How would you propagate it to a parent? Using postMessage and some onmessage machinery on the parent side? I agree that works, but is a fair amount of work. One lesson learned over the years for me is that people are lazy about error handling, so making it easy is a very important goal if we want people to do it.

> What you describe is a different model, where there's no way to catch a local
> error separate from a child's error, and that (globalscope).onerror is a
> generic mechanism for catching any error.
> 
> I can see value in both. I'm not sure which is most useful, off hand.
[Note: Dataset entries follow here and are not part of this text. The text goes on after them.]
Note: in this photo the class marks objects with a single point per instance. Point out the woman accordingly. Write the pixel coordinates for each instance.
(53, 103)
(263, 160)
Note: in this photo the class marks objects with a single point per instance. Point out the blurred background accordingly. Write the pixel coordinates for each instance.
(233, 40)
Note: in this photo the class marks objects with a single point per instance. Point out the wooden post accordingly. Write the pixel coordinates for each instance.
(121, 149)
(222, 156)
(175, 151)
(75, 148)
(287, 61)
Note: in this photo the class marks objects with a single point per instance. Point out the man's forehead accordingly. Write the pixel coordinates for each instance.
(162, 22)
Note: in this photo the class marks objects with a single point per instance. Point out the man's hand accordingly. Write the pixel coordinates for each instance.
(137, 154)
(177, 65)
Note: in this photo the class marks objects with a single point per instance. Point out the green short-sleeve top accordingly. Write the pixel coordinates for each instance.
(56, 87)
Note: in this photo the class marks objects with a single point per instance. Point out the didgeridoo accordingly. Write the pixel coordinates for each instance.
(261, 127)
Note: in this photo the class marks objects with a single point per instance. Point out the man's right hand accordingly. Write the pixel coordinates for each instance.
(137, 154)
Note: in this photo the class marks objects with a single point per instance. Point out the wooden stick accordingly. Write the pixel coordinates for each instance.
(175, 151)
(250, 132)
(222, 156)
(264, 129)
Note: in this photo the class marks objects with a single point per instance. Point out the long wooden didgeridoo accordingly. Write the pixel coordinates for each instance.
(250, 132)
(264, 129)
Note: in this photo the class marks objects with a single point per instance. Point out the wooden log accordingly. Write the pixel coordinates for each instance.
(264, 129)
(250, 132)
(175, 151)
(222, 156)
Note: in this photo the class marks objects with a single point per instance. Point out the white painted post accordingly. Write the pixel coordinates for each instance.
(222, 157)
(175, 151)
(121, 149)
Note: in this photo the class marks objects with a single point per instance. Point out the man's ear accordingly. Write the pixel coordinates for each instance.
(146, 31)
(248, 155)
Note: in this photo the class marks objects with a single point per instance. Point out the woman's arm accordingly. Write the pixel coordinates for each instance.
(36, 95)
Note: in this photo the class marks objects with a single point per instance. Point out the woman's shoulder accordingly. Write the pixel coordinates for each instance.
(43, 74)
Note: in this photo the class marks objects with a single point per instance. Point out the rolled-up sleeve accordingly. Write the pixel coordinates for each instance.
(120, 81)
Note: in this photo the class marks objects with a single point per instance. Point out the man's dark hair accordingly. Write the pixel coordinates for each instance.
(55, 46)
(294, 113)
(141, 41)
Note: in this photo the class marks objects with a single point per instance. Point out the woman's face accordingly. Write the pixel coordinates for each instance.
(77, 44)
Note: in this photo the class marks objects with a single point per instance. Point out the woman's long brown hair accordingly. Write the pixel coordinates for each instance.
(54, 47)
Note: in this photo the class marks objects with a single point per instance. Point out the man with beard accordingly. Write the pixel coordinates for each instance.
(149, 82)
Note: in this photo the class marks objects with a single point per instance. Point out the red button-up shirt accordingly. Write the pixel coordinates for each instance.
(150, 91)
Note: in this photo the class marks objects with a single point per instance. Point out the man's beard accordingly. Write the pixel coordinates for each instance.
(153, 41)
One
> advantage of the first model is that you can implement either model using it,
> whereas with the second model you can't catch local errors. (To implement the
> second model, you just wrap the creation of a worker in a method that adds the
> onerror handler and runs the same one as for the global scope which catches
> local errors.)

That is not true. If you want to catch only local errors you can add a onerror handler to all created workers which calls .preventDefault on the error event.

As far as I can see both models support both behaviors, it's just a question of which is the default behavior.
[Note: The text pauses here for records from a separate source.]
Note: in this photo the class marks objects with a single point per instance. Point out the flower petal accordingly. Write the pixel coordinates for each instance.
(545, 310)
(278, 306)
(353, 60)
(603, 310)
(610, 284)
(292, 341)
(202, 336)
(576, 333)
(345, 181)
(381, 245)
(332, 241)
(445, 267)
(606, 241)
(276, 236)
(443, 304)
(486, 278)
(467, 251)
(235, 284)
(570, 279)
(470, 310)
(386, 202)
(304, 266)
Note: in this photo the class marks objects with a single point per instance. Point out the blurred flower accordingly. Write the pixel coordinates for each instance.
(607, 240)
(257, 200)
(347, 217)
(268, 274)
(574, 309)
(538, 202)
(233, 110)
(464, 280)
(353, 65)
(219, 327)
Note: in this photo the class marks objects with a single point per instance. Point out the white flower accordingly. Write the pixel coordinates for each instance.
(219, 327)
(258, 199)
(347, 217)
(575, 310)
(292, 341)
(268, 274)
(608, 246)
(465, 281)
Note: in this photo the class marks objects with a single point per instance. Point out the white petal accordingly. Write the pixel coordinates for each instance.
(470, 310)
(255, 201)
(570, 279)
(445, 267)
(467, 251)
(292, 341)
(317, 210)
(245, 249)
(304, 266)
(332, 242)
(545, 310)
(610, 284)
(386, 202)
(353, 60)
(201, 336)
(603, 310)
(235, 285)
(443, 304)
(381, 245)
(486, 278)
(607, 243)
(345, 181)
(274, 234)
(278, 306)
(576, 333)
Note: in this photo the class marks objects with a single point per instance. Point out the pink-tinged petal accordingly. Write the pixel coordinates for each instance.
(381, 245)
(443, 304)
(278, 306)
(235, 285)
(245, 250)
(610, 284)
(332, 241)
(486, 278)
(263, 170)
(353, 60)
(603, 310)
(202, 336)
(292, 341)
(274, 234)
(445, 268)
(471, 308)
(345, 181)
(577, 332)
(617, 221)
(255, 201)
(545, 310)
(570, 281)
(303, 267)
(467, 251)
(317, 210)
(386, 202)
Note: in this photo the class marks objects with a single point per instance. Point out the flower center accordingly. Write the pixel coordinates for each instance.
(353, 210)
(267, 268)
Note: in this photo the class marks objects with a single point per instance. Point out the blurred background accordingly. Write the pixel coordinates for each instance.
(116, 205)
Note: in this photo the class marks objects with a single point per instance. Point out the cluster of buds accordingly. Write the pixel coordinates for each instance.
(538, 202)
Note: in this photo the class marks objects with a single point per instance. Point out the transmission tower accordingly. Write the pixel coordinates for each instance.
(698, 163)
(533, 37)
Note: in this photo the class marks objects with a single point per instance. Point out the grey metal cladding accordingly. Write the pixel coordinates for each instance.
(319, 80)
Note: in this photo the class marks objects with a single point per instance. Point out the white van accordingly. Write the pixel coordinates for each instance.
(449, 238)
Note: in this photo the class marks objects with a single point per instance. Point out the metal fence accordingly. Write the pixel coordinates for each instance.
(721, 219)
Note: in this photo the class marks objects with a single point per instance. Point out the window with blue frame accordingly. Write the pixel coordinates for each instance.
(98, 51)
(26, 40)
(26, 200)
(Also, I'd argue that in the model suggested in comment 0, it's easier to get "only local errors", compared to the amount of work required under the current spec model to get "all errors")

> What do implementations do so far?

Gecko does what comment 0 suggests.

I'm not sure what webkit supports. It doesn't have window.onerror at all, so not sure if it has onerror in worker global scopes.
Comment 5 Ian 'Hixie' Hickson 2011-06-21 21:18:58 UTC
> That is not true. If you want to catch only local errors you can add a onerror
> handler to all created workers which calls .preventDefault on the error event.

That's a good point.

Ok, I've done what comment 0 suggests.

If comment 1 is still an issue please catch me on IRC or file another bug. I'm happy to make the spec have whatever hooks are useful for other specs, but it's hard to know exactly what other specs need without a concrete case in mind.
Comment 6 contributor 2011-06-21 21:21:02 UTC
Checked in as WHATWG revision r6263.
Check-in comment: Make worker errors propagate all the way up to the Document, hitting the global scope .onerror each step of the way. This isn't a great way to specify it but I couldn't work out a cleaner way that didn't involve major (potentially risky) surgery and inventing new terms. If it turns out that there are other things that'd need the parent/child infrastructure to be better defined I'll do it then.